A pergunta remete às justificativas do nome do saite, passível de ser visto como pretensioso. Três são essas razões, que merecem explicação.

A primeira envolve o que seja um saite. De início, mero lugar, exígua parcela do ciberespaço que alguém funda para frequentar digitalmente. Por ajustar-se a seu proprietário, o espaço então se converte em ambiente, e este é sempre extensão de quem nele mora. No caso, trata-se de um professor – remanescente de extinta espécie, como o prenome denuncia – que insiste em preservar algo da própria formação em Filosofia e em Letras Clássicas: Português, Latim e Grego; formação consolidada, durante algumas décadas, pela práxis em sala de aula.

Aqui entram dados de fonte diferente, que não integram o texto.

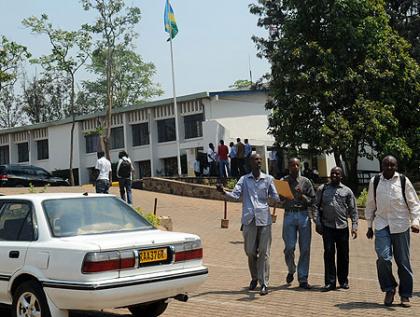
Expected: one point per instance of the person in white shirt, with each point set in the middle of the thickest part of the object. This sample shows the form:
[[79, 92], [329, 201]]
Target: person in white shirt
[[392, 214], [103, 167], [125, 176]]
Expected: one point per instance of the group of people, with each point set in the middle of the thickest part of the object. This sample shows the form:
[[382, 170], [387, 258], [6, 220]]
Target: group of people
[[225, 161], [393, 208], [125, 171]]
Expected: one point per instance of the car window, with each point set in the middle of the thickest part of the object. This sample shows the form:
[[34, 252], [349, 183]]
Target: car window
[[16, 222], [90, 215], [41, 173]]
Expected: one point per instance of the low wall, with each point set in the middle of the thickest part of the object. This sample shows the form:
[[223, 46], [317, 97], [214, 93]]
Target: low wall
[[174, 187], [169, 186]]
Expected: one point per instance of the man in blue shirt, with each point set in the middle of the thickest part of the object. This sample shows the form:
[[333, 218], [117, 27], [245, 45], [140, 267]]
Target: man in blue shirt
[[255, 188]]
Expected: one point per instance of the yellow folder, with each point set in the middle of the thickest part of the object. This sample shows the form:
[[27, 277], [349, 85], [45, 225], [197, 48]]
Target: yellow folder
[[283, 189]]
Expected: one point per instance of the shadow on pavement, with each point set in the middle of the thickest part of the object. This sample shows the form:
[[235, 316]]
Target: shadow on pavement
[[364, 305], [96, 314], [236, 242]]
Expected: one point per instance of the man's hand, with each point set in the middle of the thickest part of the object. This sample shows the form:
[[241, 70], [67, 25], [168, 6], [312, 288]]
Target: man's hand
[[220, 188], [415, 228]]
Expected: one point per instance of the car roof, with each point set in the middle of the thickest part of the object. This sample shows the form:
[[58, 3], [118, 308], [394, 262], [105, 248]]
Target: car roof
[[44, 196]]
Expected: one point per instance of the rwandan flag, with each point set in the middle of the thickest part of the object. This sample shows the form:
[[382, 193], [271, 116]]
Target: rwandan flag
[[169, 18]]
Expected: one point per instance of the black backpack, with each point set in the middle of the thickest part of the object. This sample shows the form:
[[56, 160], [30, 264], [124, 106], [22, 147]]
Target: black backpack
[[125, 169]]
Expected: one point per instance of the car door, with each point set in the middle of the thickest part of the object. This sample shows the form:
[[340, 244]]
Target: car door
[[16, 233]]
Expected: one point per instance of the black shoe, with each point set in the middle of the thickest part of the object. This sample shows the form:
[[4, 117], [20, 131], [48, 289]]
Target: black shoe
[[389, 297], [328, 287], [305, 285], [289, 278], [253, 285], [264, 290]]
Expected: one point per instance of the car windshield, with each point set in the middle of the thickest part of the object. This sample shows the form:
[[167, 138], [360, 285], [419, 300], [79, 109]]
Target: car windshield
[[91, 215]]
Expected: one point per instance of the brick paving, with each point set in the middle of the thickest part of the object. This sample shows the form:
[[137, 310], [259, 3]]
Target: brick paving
[[225, 292]]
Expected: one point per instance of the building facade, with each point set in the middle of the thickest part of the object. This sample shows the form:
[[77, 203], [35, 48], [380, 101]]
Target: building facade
[[147, 132]]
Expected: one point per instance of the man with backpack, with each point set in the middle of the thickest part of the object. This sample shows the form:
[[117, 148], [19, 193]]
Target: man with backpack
[[392, 208], [125, 176]]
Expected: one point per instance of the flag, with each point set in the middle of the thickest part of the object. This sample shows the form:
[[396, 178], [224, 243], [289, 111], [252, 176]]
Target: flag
[[169, 18]]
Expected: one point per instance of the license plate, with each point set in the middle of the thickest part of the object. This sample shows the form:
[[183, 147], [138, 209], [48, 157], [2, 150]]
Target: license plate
[[153, 255]]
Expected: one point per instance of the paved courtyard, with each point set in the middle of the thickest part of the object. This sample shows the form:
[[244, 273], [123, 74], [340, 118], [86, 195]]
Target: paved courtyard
[[225, 292]]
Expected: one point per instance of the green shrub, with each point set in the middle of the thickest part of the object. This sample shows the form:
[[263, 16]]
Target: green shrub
[[150, 217], [361, 200]]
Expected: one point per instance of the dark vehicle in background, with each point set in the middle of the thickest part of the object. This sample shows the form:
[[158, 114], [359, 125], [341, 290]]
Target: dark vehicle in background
[[23, 175]]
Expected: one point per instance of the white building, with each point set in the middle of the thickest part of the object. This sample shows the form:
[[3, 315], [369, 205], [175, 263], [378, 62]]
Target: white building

A segunda razão, por igual convincente, é de que o título do saite aponte seu futuro conteúdo: textos, na maioria. E o termo «lógoi», plural de «lógos» em grego, tem tudo a ver com isso. Com múltiplas acepções, pode significar, conforme o contexto, «palavra, dito, revelação divina, resposta dum oráculo, máxima, sentença, decisão, resolução, pretexto, argumento, notícia que corre, conversação, relato, matéria de estudo ou conversação, razão, inteligência, senso comum, razão ou motivo de algo, juízo ou opinião. Todos esses sentidos – como espero que o leitor a seu tempo constate – irão marcar a tessitura e as franjas discursivas deste saite.

A última razão decorre da restrição vigente para designações nos domínios da web. Como toda norma impõe limites, e o mundo digital não foge a isso, não foi fácil encontrar um nome simples que, simultaneamente, atendesse aos dois primeiros requisitos. Explica-se e justifica-se, então, a preferência por «lógoi» – pedante ou não.